Two Nigerian writers, Lesley Nneka Arimah and Tochukwu Okafor, are on the shorlist for the 2019 Caine Prize for African Writing.
The Caine Prize for African Writing is a literature prize awarded to an African writer of a short story published in English. It was launched in 2000 to encourage and highlight the richness and diversity of African writing by bringing it to a wider audience internationally.
Arimah made the shortlist for her story ‘Skinned’ and Okafor for ‘All Our Lives’.
According to caineprize.com, the shortlist for the 2019 Caine Prize features stories that tackle “the ordinary in an extraordinary manner” and celebrate the diversity of the African short story writing tradition for the twentieth edition of the prize.”
The five-writer shortlist, as announced by this year’s chair of judges, Kenyan author, Peter Kimani, includes Lesley Nneka Arimah (Nigeria) for ‘Skinned’; Meron Hadero (Ethiopia) for ‘The Wall’; Cherrie Kandie (Kenya) for ‘Sew My Mouth’; Ngwah-Mbo Nana Nkweti (Cameroon) for ‘It Takes a Village Some Say’; and Nigeria’s Tochukwu Emmanuel Okafor for ‘All Our Lives’.
Kimani, author of the award-winning novel ‘Dance of the Jakaranda’, said: “This is a special year for the Caine Prize for African Writing, as it marks its 20th anniversary. It’s a milestone that affords for both a reflection on the past, and a projection into the future.
“Without exception, past Caine Prize winners have been revolutionary and evolutionary— breaking fresh ground, while pushing the African story from the margins to the mainstream of world literature.
“The five writers on this year’s shortlist carry on with that tradition, not just in their inventiveness in imagining the world, but also in tackling the ordinary in an extraordinary manner, in a wide-range of issues: gender and generation; home and exile; sexuality and religion; love and hate; happiness and heartbreak.”
The panel of judges for this year’s edition of the prize comprises Nigerian author and playwright Sefi Atta; acclaimed South African author Margie Orford; Professor Scott Taylor, director of the African Studies Programme at Georgetown University; and Olufemi Terry, Sierra Leone-born author and recipient of the 2010 Caine Prize.
The winner of this year’s £10,000 prize will be announced at an award ceremony at SOAS University of London in July.
Each shortlisted writer will also receive £500, while the shortlisted stories will be printed by the United Kingdom’s New Internationalist in a special publication to mark the 20th anniversary of the prize, and through co-publishers in 16 African countries.
A Kenyan writer, Makena Onjerika, won the 2018 edition of the prize for her short story entitled ‘Fanta Blackcurrant.
Lesley Arimah won the 2015 Commonwealth Short Story Prize for Africa; and has twice been shortlisted for the Caine Prize (2016 and 2017).

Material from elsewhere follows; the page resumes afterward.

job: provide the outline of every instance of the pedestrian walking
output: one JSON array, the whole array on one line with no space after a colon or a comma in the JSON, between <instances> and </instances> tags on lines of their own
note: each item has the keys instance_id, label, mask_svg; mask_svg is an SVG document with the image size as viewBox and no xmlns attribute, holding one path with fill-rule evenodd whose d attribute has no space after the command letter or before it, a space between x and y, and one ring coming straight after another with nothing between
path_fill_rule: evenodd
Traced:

She has been described as “a skillful storyteller who can render entire relationships with just a few lines of dialogue” and “a new voice with certain staying power.”

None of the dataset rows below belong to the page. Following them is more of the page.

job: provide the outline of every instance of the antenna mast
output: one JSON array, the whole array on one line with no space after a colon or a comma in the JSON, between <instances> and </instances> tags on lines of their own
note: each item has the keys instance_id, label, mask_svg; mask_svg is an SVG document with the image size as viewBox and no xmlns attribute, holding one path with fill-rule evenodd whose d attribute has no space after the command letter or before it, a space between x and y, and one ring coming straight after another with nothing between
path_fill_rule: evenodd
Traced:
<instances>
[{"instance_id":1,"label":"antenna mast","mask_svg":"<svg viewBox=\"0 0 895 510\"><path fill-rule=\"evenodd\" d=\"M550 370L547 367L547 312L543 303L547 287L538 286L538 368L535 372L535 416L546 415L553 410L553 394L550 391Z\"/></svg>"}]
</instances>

She was born and grew up in the UK and Nigeria.
Tochukwu Okafor was the winner of the 2017 Short Story Day Africa Prize for ‘All Our Lives’. A 2018 Rhodes Scholar finalist, he has been twice nominated for the Pushcart Prize and the Short Story Day Africa Prize for Short Fiction (which he eventually won in 2017.
He was shortlisted for the 2016 Southern Pacific Review Short Story Prize and the 2016 Problem House Press Short Story Prize, and is a two-time recipient of the Festus Iyayi Award for Excellence for Prose and Playwriting (2015/2016).